Completely false. Ask any Canadian how they feel about their internet or mobile phone bill and they will tell you they're being ripped off. We have been battling Rogers and Bell for decades, they have too much money and influence at this point.

1 comments

You know what I will have to contend the critical comments on this one are spot on. CBC marketplace is a good indicator.

You can still literally just go to the USA and get a sim chip that costs less to use in Canada than it does to do the opposite. Hmm.

I see a lot of your replies are to basically leave the country. Got a chip on your shoulder bud?
I mean my phone bill isn't 200$ and massively data capped with bad coverage anymore so if it's to get a better deal on your phone bill then that's my advice yes
I think financially literate people in Canada don't pay anywhere near $200. I've always paid around $50/mo for the last 20 years, without ever going out of my way to shop for promotions, and have been able to have all the data usage I could reasonably use (previously excluded watching videos when not on Wi-Fi, but the most recent plan of a few years has enough data that I no longer need to), plus extra bells and whistles like free roaming in the US. This is with both a corporate plan with Bell the last 6-7 years, and a regular single individual plan with Rogers all the years before that, so wasn't even with a lower cost provider.

There are huge promotions multiple times a year because the competition is fierce between the top providers. When long-term contracts that subsidized phones were still around up to a few years ago, the buyouts to switch providers were so aggressive that you could end up with an extra few hundred dollars in your pocket on top of a new phone every 2 years when switching providers, or staying with the same provider and getting the loyalty/retention department to match offers. Yes, there may be better deals to be found down south sometimes, but not by enough of a margin to deal with cross-border banking, currency conversion, and much worse consumer protection laws for most people.

Yes, additional competition might potentially help drive prices down, but the low ROI on the huge amount of infrastructure required for such a small population might also result in worse economies of scale for all players resulting in the need to cut corners on coverage or service quality to remain competitive.

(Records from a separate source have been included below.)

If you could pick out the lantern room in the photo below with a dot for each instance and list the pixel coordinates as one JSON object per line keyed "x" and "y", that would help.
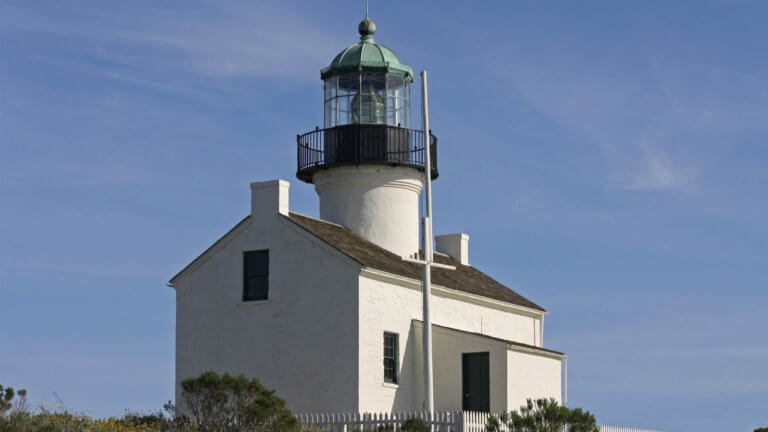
{"x": 366, "y": 113}
{"x": 367, "y": 84}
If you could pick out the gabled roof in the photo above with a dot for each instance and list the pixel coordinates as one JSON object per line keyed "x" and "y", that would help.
{"x": 465, "y": 278}
{"x": 506, "y": 341}
{"x": 210, "y": 249}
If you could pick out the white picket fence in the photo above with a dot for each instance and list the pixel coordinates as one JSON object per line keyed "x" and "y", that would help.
{"x": 624, "y": 429}
{"x": 459, "y": 421}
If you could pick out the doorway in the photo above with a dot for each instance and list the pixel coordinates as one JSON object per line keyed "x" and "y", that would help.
{"x": 475, "y": 382}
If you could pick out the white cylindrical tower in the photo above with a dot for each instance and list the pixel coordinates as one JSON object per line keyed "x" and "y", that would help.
{"x": 367, "y": 164}
{"x": 381, "y": 203}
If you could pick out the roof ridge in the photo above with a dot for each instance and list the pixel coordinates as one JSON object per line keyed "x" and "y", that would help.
{"x": 317, "y": 219}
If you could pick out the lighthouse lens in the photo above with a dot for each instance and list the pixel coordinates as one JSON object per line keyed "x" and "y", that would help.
{"x": 366, "y": 98}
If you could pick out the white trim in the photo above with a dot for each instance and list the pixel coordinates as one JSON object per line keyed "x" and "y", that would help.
{"x": 534, "y": 351}
{"x": 407, "y": 282}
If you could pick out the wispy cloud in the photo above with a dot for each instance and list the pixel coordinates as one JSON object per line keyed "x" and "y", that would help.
{"x": 158, "y": 47}
{"x": 658, "y": 172}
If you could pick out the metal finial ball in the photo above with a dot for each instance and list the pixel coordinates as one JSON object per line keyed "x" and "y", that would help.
{"x": 367, "y": 27}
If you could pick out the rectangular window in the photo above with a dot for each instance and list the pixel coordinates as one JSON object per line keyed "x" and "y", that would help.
{"x": 255, "y": 275}
{"x": 391, "y": 355}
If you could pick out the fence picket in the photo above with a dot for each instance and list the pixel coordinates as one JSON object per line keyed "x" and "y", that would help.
{"x": 438, "y": 421}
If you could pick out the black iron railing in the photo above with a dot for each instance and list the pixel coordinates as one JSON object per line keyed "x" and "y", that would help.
{"x": 362, "y": 144}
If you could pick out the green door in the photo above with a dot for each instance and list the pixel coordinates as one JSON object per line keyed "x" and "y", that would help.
{"x": 475, "y": 382}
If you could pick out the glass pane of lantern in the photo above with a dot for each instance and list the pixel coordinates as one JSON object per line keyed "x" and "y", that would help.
{"x": 349, "y": 84}
{"x": 395, "y": 86}
{"x": 343, "y": 114}
{"x": 369, "y": 106}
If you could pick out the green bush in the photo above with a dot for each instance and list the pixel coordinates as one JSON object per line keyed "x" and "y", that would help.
{"x": 544, "y": 415}
{"x": 414, "y": 425}
{"x": 227, "y": 403}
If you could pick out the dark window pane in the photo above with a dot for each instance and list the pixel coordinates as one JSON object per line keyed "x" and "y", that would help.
{"x": 255, "y": 275}
{"x": 391, "y": 356}
{"x": 257, "y": 263}
{"x": 256, "y": 288}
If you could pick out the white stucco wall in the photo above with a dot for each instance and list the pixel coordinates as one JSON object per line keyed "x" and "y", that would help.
{"x": 302, "y": 341}
{"x": 387, "y": 306}
{"x": 448, "y": 347}
{"x": 378, "y": 202}
{"x": 533, "y": 376}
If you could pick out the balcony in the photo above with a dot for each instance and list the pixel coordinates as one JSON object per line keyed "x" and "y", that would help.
{"x": 362, "y": 144}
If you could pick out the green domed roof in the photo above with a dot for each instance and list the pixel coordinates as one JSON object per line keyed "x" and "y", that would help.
{"x": 367, "y": 55}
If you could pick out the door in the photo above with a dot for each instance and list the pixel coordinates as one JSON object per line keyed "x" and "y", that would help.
{"x": 475, "y": 382}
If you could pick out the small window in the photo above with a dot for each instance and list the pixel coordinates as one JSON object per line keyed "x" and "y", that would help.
{"x": 255, "y": 275}
{"x": 391, "y": 355}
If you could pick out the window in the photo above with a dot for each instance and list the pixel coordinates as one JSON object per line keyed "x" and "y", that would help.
{"x": 391, "y": 355}
{"x": 255, "y": 275}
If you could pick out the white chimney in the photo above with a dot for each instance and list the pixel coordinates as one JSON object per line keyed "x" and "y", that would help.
{"x": 454, "y": 245}
{"x": 269, "y": 198}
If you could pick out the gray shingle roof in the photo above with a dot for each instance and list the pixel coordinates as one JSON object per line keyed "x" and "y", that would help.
{"x": 465, "y": 278}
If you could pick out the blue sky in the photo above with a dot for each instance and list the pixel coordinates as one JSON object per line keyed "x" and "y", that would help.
{"x": 607, "y": 158}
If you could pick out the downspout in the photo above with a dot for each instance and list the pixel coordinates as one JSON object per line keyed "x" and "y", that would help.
{"x": 565, "y": 380}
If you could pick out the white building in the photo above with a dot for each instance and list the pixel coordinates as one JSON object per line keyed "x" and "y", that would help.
{"x": 325, "y": 310}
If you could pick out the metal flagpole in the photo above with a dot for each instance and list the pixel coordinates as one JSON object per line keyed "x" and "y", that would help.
{"x": 428, "y": 256}
{"x": 428, "y": 261}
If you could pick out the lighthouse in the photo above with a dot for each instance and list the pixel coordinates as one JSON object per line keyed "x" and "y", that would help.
{"x": 366, "y": 164}
{"x": 335, "y": 313}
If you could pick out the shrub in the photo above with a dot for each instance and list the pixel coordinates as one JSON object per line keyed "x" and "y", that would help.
{"x": 227, "y": 403}
{"x": 414, "y": 425}
{"x": 544, "y": 415}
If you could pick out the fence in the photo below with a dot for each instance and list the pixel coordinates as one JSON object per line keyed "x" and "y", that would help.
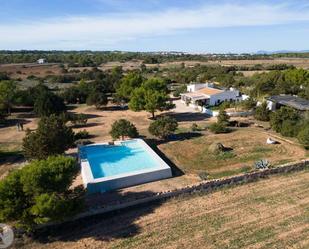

Also, I'm not convinced coverage is better down south. Anecdotally, I seem to hit way more deadspots driving down I5 through Washington and Oregon than I do on Highway 1 across BC to Alberta despite having much larger swathes of populated areas. I'm also shocked everytime I go to New York and get zero cell signal in every subway station including near Wall Street, when every underground transit station in Vancouver has coverage (admittedly Toronto does not have this though).

I have one question, have the prices gone up or down over the past decade? I will admit I'm not familiar with the market there for about as long for sure.

Last time I had a bill in my name in Canada it was pretty pricey to get any reasonable amount of international (Not just USA) roaming plans with reasonable amounts of data, like around 200 for sure.